The world’s leading publication for data science, AI, and ML professionals.

From Circle to ML via Batman: Part I

Beautiful Equations are much more than just Art!

"M", "L" and the Batman symbol are results of single Inequations each. View Graph
"M", "L" and the Batman symbol are results of single Inequations each. View Graph
Batman Inequation I: View Graph
Batman Inequation I: View Graph

Introduction:

The circle in itself is really pretty, ain’t it? But, with some curiosity, you can go beyond a circle. It doesn’t need any calculus or any advanced concepts, just with our favourite class 10 mathematics and with some beautiful ideas, we can go beyond the circle and even create the Batman Inequation. This article is about creating inequations for whatever shapes we want. In the second part, we will see how we can improve and generalize this framework and derive commonly used functions in Machine Learning.

This is a journey from the curve on the left to the one on the right
This is a journey from the curve on the left to the one on the right

All visualisations created here are generated in openly available software like Desmos and Geogebra. I suggest the readers go ahead and play with these equations using these tools and explore the beauty by themselves.


The potential of a Circle!

The humble circle describes multiple points which lie equidistant from a given centre point. Let’s have a look at our familiar friend in all its forms. When all points lie at a given distance, let’s consider 1 unit, we get a circle. Points with distance less than 1 lie inside the circle and ones with more than 1 lie outside the circle. In 3 dimensions a paraboloid with the equation z=x²+y²–1 forms our circle when it intersects with the XY plane.

Different views of a circle
Different views of a circle

We all know that a circle normally takes the form x²+y²=1. What do you think will happen if we go beyond the power of 2? That’s where the magic lies. Let’s take the values from 2 to 10 and observe what happens.

Powers going from 3 to 10
Powers going from 3 to 10

For even powers, we see the circle starts looking like a square and it does become one at infinite power. But why does it do so and especially at even powers? We will first try to understand how the points lying on the curve (x^n+y^n=1) behave and then look into the nature and properties of points within the curve (x^n+y^n<=1).

Let’s understand odd powers first. If the power is odd, and say x is negative, then the result of x^n term is also negative, thus y^n term takes a value greater than 1 so that the sum remains 1. For large powers, the difference of 2 numbers becomes insignificant with an increase in power.

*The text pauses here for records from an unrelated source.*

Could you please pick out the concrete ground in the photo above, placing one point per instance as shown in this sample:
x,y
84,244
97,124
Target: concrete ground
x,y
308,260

Let’s take an example, if x⁵ is -100,000 then the value of y⁵ should be 100,001 to satisfy the equation. But, we are plotting x and y, so the values of x and y which justify the equation are (-10, 10.0000199..). This is extremely close to the line y=-x. This is also applicable for the case with negative y and positive x. Also note that higher the power, smaller is the deviation from y=-x. This cannot be possible with negative y and negative x, and that’s why we don’t see a part of the function in that quadrant. When x and y both are positive, we see something like a part of a square. This is because if x is significantly smaller than 1, like 0.7, then x⁵ becomes very small very fast (0.168 here). Thus y⁵ has to be 1-x⁵ which is 0.832, which means y will be very close to 1 but slightly less (0.9638) here. The same logic applies the other way around. So, for x values away from 1, y takes values near 1 (like a horizontal edge) and for x values near 1, y drops to 0 fast (like a vertical edge). This makes the curve look like a part of the square. This can be seen below:

Demonstrating nature with n=9.
Demonstrating nature with n=9.

Once odd powers are understood, understanding even powers becomes much easier. The case of negative values now doesn’t exist so the entire function looks like a square in all the quadrants. This can be seen below. This is what we will focus on from here onwards.

Graph for n=10
Graph for n=10

Finally, the circle and the square are not at odds with each other and have set their powers even. With the hope that you square up with these ideas and doubts don’t encircle you, we loop back to mathematics without cutting any corners.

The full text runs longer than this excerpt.